A Hans Orsson se le iluminó la mirada.

—Creía que los perdería para siempre —admitió—, y volver a verlos ha sido una experiencia maravillosa. —Asintió con la cabeza, entrecerrando los ojos—. Aun así, Mick, no puedes compararlo. Tú quieres renunciar a la medicación para seguir a tus padres por el mundo sin tener la certeza de que va a valer la pena. ¡El mejor regalo para ellos sería tu curación absoluta!

Mick se levantó.

—Está bien —aceptó, caminando hacia la puerta—. Voy a pensar seriamente en tus palabras.

—Te prometo que voy a invertir todos mis esfuerzos en encontrar la manera de vencer el nanovirus. Dame una oportunidad.

El chico se giró un instante antes de salir por la puerta.

—¡Ojala mis padres sean capaces de cumplir su destino sin mí! —Suspiró—. Porque si no detenemos ese asteroide no servirán de nada tus esfuerzos y la raza humana desaparecerá.

Se perdió en el pasillo dirección a su habitación. Después del chute necesitaba descansar un rato sobre la cama sin hacer. Se adormeció mecido por las olas que rompían contra el casco de la nave, escuchando el ronroneo del mar en el exterior, que se entremezclaba con el canto de las gaviotas.

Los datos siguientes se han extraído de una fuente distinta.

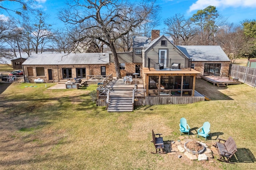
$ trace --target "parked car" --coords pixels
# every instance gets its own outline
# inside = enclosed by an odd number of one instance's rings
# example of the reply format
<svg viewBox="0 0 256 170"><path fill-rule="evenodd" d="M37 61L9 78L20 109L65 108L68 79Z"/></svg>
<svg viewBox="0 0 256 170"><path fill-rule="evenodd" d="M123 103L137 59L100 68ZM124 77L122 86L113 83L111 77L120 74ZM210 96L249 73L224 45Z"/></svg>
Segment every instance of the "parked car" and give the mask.
<svg viewBox="0 0 256 170"><path fill-rule="evenodd" d="M1 74L0 75L0 77L1 77L0 79L3 81L8 81L7 78L8 77L8 75L4 75L3 74Z"/></svg>
<svg viewBox="0 0 256 170"><path fill-rule="evenodd" d="M9 75L23 75L23 71L21 70L13 71L9 74Z"/></svg>

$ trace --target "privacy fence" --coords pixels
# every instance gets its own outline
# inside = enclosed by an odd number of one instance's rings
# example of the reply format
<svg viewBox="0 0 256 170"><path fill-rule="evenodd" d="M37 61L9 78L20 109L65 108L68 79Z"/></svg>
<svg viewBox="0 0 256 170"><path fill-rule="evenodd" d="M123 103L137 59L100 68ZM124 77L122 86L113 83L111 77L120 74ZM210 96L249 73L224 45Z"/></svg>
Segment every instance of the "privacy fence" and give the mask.
<svg viewBox="0 0 256 170"><path fill-rule="evenodd" d="M238 78L239 81L255 88L256 85L256 69L232 64L230 76Z"/></svg>

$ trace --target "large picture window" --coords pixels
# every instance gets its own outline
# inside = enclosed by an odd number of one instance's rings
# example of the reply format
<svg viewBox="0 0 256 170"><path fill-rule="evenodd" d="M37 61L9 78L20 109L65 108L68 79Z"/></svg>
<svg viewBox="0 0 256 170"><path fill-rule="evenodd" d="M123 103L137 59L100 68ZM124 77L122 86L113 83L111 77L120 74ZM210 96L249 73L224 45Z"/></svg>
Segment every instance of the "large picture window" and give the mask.
<svg viewBox="0 0 256 170"><path fill-rule="evenodd" d="M33 67L28 67L28 76L34 76Z"/></svg>
<svg viewBox="0 0 256 170"><path fill-rule="evenodd" d="M36 67L36 75L38 76L44 76L44 67Z"/></svg>
<svg viewBox="0 0 256 170"><path fill-rule="evenodd" d="M120 70L125 69L125 63L120 63L119 68Z"/></svg>
<svg viewBox="0 0 256 170"><path fill-rule="evenodd" d="M141 49L135 49L135 54L141 54Z"/></svg>
<svg viewBox="0 0 256 170"><path fill-rule="evenodd" d="M204 64L204 75L219 75L221 64Z"/></svg>

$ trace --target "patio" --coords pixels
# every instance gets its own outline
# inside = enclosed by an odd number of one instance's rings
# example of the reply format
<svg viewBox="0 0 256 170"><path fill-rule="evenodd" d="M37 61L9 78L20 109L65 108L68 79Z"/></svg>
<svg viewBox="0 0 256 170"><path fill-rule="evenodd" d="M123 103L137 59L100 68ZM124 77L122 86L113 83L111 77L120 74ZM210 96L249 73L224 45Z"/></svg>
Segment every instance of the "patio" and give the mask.
<svg viewBox="0 0 256 170"><path fill-rule="evenodd" d="M202 79L211 82L215 85L217 83L224 83L226 85L232 84L240 84L242 83L235 79L236 78L230 79L227 77L221 77L220 76L204 76L201 75Z"/></svg>

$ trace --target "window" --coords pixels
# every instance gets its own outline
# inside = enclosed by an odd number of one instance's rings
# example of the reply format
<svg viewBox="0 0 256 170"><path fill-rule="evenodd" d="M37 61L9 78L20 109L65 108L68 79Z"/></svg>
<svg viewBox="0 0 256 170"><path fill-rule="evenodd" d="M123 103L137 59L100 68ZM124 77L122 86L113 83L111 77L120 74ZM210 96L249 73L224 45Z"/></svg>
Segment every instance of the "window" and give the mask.
<svg viewBox="0 0 256 170"><path fill-rule="evenodd" d="M191 68L193 69L195 69L195 63L191 63Z"/></svg>
<svg viewBox="0 0 256 170"><path fill-rule="evenodd" d="M204 64L204 75L219 75L220 73L220 63Z"/></svg>
<svg viewBox="0 0 256 170"><path fill-rule="evenodd" d="M166 40L162 40L161 41L161 45L166 45Z"/></svg>
<svg viewBox="0 0 256 170"><path fill-rule="evenodd" d="M33 67L28 67L28 76L34 76Z"/></svg>
<svg viewBox="0 0 256 170"><path fill-rule="evenodd" d="M125 63L120 63L119 68L120 70L124 70L125 69Z"/></svg>
<svg viewBox="0 0 256 170"><path fill-rule="evenodd" d="M44 76L44 67L36 67L36 75L37 76Z"/></svg>
<svg viewBox="0 0 256 170"><path fill-rule="evenodd" d="M141 49L135 49L135 54L141 54Z"/></svg>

La imagen se formó despacio, emborronada entre una bruma densa y compacta que humedecía las sábanas que lo cobijaban. Podía sentir el vaho adherirse a su cuerpo, que se perfilaba en medio de algún lugar, como si fuera la acumulación de miles de gotas que resbalaban por su piel expuesta. Estaba desnudo, con las dos marcas juntas en el lugar exacto del nacimiento de la espalda: una serpiente encerrada dentro de un rombo.

Varios puntos de luz parpadeaban en la niebla como las líneas inconexas de la cueva que se dibujaba ante sus ojos. Una ráfaga de viento impactó contra su torso y le levantó un escalofrío al helar la humedad que exudaban sus poros. El aire disipó la bruma despacio, mientras le mostraba la laguna donde colocar los cristales. Él avanzaba con su madre y su padre hacia el centro, los tres cogidos de la mano, como parte de un trío infalible. Una cuarta persona se recortaba a su lado sin rasgos ni sexo, solo era una silueta etérea que caminaba junto a ellos.

De repente, la aparición de la serpiente con dos cabezas borró todo el contorno para convertirlo en un infierno de llamas y humo que les impedía llegar a su destino. El cuerpo de la víbora reptó hacia las aguas claras de la laguna que se extendían tras la cortina de fuego. Llevaba los cuatro últimos cristales entre los dientes de una de las cabezas, la de mujer. La otra permanecía cabizbaja, con un hilillo de sangre resbalando por su cuello medio roto.

George emitió un quejido sordo. Mick no tardó en percatarse de que la mano de su padre se escurría entre la suya antes de caer al suelo con una herida mortal en el pecho.

La risa gutural de Ingrid le llegaba a través del crepitar de las llamas que envolvían el lugar. George yacía en el suelo, con su cuerpo enmarcado en un halo de sangre y su madre llorando desconsolada, arrodillada junto a él, entendiendo que llegaba el final de su lucha y que acababa de perder.